I understand the 68 GTO came with a single snorkel air cleaner with a chrome top. The dual snorkel arrived for 1969 if I got this right. But...what is this 1968 HD air cleaner I am reading about? Apparently, the paper air cleaner filter was accompanied by a foam type secondary filter which wrapped around the air cleaner. Do the two types have the same appearance and are they interchangeable without modification? What was the purpose of the HD air cleaner and how do I tell one from the other?


----------



## GTOTIGR (May 3, 2020)

Hi jayvee53,

Do you have reference to the “HD air cleaner” you‘re referring to? I’m aware of only two air cleaner options for a 1968 GTO - single snorkel and ram air. I’ve never heard of a third option “foam” wrapped.


----------



## O52 (Jan 27, 2019)

The heavy duty air filter was a special foam wrapped element. The housing was the same. (Single snorkel) but had a different Filter I.D. decal designating the correct filter.


----------



## jayvee53 (Aug 26, 2018)

O52 said:


> The heavy duty air filter was a special foam wrapped element. The housing was the same. (Single snorkel) but had a different Filter I.D. decal designating the correct filter.

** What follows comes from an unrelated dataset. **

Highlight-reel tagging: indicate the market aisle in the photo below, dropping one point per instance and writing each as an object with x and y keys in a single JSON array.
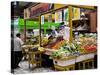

So, as I am looking for a single snorkel air cleaner assembly for my 68, either one will fit/work? According to PHS, my car did not have the HD cleaner option.


----------



## O52 (Jan 27, 2019)

They are identical. Different decal. 
Standard air cleaner would have a PP decal up front.


----------



## O52 (Jan 27, 2019)

PR is the HD filter element









68 Air Cleaners did not have the rectangular white air cleaner decal.


----------



## dadspackard31 (Dec 2, 2019)

Man your guys engine comparments are pristine.
You would cringe if you saw mine.


----------



## O52 (Jan 27, 2019)

The second set of photos I found on the net. The first set was from my car in 1985. Not so clean after 13 years and a 150K miles


----------



## jayvee53 (Aug 26, 2018)

Thank you for the information, the photos are great!

John


----------